The advantages of a protein diet are as follows:

  • An excellent and stable result in a fairly short period of time. Most protein diets are designed for a short period of time, 2 to 4 weeks. During this time, you can lose 5 to 15 kg or more, it all depends on the initial body weight.
  • before and after losing weight on a protein diet
  • There is no feeling of hunger. With such a diet, a constant level of glucose in the blood is formed, there are no spikes, and the appetite is controlled.
  • The result obtained is maintained for a long time. Diet rules form the principles of healthy eating and are already becoming a habit.
  • Frequent and fractional nutrition "speeds up" the metabolism, which contributes to weight loss.
  • Proteins are extremely important to the body. Cell walls are built from them, complexes to maintain immunity, they are necessary for normal digestion, muscle growth and the renewal of all tissues. It is difficult to indicate a process in the body where proteins would not participate. Therefore, a sufficient protein intake does not cause excessive stress situations for the body.
  • Protein is essential for the absorption of vitamins. Conventional low-calorie diets are often accompanied by changes in the condition of the skin, hair, nails, heart disorders appear, memory and stamina decrease. A protein diet lacks these negative aspects.
  • You can lose weight and build muscle at the same time. This cannot be done with a lack of protein. Especially true for men.
  • Many amino acids (proteins are made from them) are essential for the human body. They can only be obtained with food. The lack of essential amino acids leads to various disorders in the body. There is no such thing in a protein diet.
  • The set of products is very diverse, you can create a delicious and favorite diet, and not eat only buckwheat or cabbage.
  • foods for a protein diet
  • The amount of carbohydrates in a protein diet is minimal, but sufficient for the productive work of important organs, for example, the brain.

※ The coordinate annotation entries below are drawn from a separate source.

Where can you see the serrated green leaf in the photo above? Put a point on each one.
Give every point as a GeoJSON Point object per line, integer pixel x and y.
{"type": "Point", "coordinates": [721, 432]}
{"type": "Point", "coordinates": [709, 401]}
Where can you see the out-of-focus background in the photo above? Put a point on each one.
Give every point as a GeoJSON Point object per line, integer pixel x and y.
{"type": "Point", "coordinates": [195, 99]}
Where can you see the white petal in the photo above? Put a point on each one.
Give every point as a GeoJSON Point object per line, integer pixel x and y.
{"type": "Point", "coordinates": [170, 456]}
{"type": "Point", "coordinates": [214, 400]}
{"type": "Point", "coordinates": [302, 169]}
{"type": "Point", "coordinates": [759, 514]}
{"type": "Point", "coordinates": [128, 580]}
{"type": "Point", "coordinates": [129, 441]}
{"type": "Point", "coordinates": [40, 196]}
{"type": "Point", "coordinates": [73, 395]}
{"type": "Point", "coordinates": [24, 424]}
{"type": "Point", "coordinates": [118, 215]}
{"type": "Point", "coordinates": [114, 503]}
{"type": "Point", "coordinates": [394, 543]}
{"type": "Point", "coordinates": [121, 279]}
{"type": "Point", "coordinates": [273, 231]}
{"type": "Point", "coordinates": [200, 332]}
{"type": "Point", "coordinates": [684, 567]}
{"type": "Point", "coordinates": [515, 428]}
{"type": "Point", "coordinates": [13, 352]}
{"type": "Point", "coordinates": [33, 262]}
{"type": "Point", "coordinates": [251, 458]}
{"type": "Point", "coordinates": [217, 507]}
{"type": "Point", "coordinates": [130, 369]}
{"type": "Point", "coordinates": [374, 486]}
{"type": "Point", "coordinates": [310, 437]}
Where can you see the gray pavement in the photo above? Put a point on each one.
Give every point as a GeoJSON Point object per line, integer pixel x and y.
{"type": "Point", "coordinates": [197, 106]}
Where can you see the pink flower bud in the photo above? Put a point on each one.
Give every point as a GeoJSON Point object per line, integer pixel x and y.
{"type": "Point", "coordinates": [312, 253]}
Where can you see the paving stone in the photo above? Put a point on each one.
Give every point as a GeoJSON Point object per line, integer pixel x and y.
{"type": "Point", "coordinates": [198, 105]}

Disadvantages, without which nowhere

Diet is a stressful situation that requires adjustments. The disadvantages of a protein diet include the following:

kidney stones as a contraindication to a protein diet
  • The load on the urinary organs increases. The kidneys filter all the blood in the body several times during the day. With an increased content of protein complexes, the tubules can become "blocked", which will subsequently lead to disruption of the work of the organ. Therefore, a contraindication to a protein diet is kidney disease.
  • Increases blood clotting. Consequently, the risk of thrombosis and thromboembolism increases. This diet is not recommended for people who have ever had similar problems, as well as those with hypertension, diabetes mellitus.
  • Despite the variety of foods, the protein diet remains one-way. This can lead to a deficiency or excess of certain elements. For example, in this case, it is recommended to additionally take calcium-vitamin D complexes.
  • The minimum amount of fiber can cause the alteration of the gastrointestinal tract. More often, constipation and colitis occur. If there is a tendency to such ailments, it is better to choose other diets.
  • Any prohibition of the body on something can ultimately lead to collapse, depression. The same goes for a protein diet, despite the relative variety of foods.
  • Eating frequently (up to six times a day) is sometimes difficult to keep up with the current pace of life.

Contraindications of the diet.

Any food restrictions should be treated with caution. The main contraindications of a protein diet are the following:

  • Chronic diseases, especially of the kidneys, heart, intestines. If available, it is best to consult a dietitian or therapist. Only a doctor can comprehensively assess the condition and possible danger of such a diet.
  • Diseases of the liver, since it intervenes in the processing of all nitrogenous compounds that are presented in the form of proteins.
  • It is dangerous to follow a diet during pregnancy and breastfeeding.
  • In the presence of tumor processes, especially of a malignant nature.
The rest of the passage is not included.